R wrapper and C++ code for our multivariate normal log density function dMvN.

dMvN <- function(y, mu, C, n.omp.threads=1){
    
    n <- nrow(C)
    
    storage.mode(n) <- "integer"
    storage.mode(y) <- "double"
    storage.mode(mu) <- "double"
    storage.mode(C) <- "double"
    storage.mode(n.omp.threads) <- "integer"
    
    start.time <- proc.time()
    
    out <- .Call("dMvN", n, y, mu, C, n.omp.threads)
    
    list("log.density"=out, sys.time=proc.time()-start.time)
}
#include <R.h>
#include <Rinternals.h>
#include <R_ext/Lapack.h>
#include <R_ext/BLAS.h>

#ifdef _OPENMP
#include <omp.h>
#endif

extern "C" {

  SEXP dMvN(SEXP n_r, SEXP y_r, SEXP mu_r, SEXP C_r, SEXP nThreads_r){
    
    int n = INTEGER(n_r)[0];
    double *y = REAL(y_r);
    double *mu = REAL(mu_r);
    double *C = REAL(C_r);
    int nThreads = INTEGER(nThreads_r)[0];
    
#ifdef _OPENMP
    omp_set_num_threads(nThreads);
#else
    if(nThreads > 1){
      warning("n.omp.threads = %i requested however source code was not compiled with OpenMP support.", nThreads);
      nThreads = 1;
    }
#endif
    
    //common variables
    int i, info, nProtect = 0;
    char const *lower = "L";
    char const *nUnit = "N";
    char const *ntran = "N";

    const int incOne = 1;
    const double pi = 3.14159265359;

    double det = 0;
    double Q;
    double *z = (double *) R_alloc(n, sizeof(double)); 
    SEXP result = PROTECT(allocVector(REALSXP, 1)); nProtect++;
 
   //z = mu-y
   for(i = 0; i < n; i++){
     z[i] = mu[i]-y[i];
   }
 
   //Cholesky factorization (note C is overwritten, so you might want to make a copy if you'll need it later)
   F77_NAME(dpotrf)(lower, &n, C, &n, &info); if(info != 0){error("c++ error: dpotrf failed\n");}

   //log determinant
   for(i = 0; i < n; i++){
     det += 2.0*log(C[i*n+i]);
   }
   
   //solve Lu = z for u (note u is now stored in z, just to be confusing)
   F77_NAME(dtrsv)(lower, ntran, nUnit, &n, C, &n, z, &incOne);
   
   Q = F77_NAME(ddot)(&n, z, &incOne, z, &incOne);
   
   REAL(result)[0] = -0.5*n*log(2.0*pi)-0.5*det-0.5*Q;

   UNPROTECT(nProtect);

   return result;
 }
}

Compile the C++ shared object.

system("R CMD SHLIB dMvN.cpp")

Some code to try it out and compare with the implementation in the mvtnorm package.

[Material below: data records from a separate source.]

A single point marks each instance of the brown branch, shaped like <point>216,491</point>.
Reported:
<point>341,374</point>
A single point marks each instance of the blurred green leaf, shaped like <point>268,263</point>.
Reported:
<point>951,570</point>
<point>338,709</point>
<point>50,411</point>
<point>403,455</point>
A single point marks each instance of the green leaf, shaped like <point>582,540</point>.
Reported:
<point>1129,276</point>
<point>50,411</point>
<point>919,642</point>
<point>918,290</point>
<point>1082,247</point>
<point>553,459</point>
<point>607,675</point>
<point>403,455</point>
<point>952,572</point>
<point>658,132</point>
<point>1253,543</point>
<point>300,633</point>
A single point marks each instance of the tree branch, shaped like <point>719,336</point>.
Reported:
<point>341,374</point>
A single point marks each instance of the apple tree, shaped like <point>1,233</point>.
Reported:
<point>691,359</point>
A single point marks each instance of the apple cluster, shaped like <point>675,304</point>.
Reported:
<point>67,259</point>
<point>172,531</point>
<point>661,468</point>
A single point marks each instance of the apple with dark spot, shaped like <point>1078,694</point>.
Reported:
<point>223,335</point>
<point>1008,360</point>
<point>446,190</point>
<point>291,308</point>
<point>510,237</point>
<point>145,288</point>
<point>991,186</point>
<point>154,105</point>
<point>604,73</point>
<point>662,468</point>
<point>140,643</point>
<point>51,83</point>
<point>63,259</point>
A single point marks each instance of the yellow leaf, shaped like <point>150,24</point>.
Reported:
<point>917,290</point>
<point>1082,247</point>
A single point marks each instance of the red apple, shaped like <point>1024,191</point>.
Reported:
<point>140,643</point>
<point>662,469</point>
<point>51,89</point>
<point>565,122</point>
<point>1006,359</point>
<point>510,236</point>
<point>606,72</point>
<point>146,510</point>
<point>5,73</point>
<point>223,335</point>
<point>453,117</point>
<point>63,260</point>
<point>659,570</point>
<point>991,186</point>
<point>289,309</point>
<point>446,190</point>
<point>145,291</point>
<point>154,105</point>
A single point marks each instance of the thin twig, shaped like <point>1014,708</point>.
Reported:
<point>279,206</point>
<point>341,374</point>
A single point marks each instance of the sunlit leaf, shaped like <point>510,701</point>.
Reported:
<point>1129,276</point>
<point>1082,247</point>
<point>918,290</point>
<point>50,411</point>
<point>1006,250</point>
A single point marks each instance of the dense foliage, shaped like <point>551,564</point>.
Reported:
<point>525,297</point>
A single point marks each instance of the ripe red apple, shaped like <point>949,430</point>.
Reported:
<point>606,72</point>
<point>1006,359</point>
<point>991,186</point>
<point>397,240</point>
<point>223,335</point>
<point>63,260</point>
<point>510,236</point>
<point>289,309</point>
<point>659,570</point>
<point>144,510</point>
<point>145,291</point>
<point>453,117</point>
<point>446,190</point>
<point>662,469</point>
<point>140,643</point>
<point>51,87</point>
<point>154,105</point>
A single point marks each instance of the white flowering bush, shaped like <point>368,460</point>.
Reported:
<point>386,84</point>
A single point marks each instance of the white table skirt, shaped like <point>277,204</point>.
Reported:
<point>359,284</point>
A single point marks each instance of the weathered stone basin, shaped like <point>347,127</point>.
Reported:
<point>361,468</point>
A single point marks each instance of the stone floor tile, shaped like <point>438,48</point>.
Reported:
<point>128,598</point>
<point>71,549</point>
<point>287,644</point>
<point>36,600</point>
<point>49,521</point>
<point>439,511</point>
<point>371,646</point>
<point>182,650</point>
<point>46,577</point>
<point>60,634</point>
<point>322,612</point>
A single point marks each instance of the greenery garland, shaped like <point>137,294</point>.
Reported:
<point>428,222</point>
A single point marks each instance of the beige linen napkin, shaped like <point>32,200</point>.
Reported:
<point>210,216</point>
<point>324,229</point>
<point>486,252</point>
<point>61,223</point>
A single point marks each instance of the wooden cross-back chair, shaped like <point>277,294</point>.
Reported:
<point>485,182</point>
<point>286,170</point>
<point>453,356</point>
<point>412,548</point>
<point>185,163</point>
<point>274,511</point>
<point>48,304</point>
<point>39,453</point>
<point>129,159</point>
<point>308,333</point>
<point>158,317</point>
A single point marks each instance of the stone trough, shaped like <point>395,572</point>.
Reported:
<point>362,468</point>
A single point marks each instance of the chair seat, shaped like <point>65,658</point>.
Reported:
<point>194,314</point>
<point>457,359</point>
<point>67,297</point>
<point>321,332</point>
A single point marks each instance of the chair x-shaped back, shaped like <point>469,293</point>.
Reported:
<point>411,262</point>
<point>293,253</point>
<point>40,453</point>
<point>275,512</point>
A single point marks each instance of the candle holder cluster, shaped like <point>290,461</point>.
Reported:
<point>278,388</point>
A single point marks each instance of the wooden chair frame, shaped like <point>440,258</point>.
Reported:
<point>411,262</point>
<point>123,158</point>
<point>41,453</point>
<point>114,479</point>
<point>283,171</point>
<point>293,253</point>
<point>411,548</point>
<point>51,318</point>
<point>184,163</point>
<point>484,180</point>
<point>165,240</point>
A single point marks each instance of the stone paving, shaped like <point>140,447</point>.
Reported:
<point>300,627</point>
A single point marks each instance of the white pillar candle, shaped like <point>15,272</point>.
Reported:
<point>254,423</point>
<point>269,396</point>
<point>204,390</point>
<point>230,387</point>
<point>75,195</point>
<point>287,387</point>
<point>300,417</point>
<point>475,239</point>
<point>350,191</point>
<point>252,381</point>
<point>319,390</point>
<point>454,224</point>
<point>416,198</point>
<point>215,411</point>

##Note, depending on your OS and threaded BLAS library dMvN's
##n.omp.thread might work at controlling the number of threads.
##If not, then running "export OMP_NUM_THREADS=n", where n is
##the number of desired threads, on the terminal prior to
##starting R or R CMD BATCH try-it-out.R should work.

rm(list=ls())

dyn.load("dMvN.so")
source("dMvN.R")

rmvn <- function(n, mu=0, V = matrix(1)){
  p <- length(mu)
  if(any(is.na(match(dim(V),p))))
    stop("Dimension problem!")
  D <- chol(V)
  t(matrix(rnorm(n*p), ncol=p)%*%D + rep(mu,rep(n,p)))
}

set.seed(1)

n <- 5000
coords <- cbind(runif(n,0,1), runif(n,0,1))
X <- as.matrix(cbind(1, rnorm(n)))

B <- as.matrix(c(1,5))
p <- length(B)

##Exponential spatial covariance with a nugget
sigma.sq <- 2
tau.sq <- 0.1
phi <- 3/0.1

D <- as.matrix(dist(coords))
C <- sigma.sq*exp(-phi*D)+diag(tau.sq,n)
mu <- X%*%B
y <- rmvn(1, mu, C)

##Evaluate log likelihood
out <- dMvN(y, mu, C, n.omp.thread=2)

out$log.density
## [1] -6471.511
out$sys.time
##    user  system elapsed 
##   1.301   0.085   0.691
##Compare timing to:
library(mvtnorm)

start.time <- proc.time()
dmvnorm(y[,1], mu[,1], C, log=TRUE)
## [1] -6471.511
proc.time()-start.time
##    user  system elapsed 
##   1.649   0.312   1.373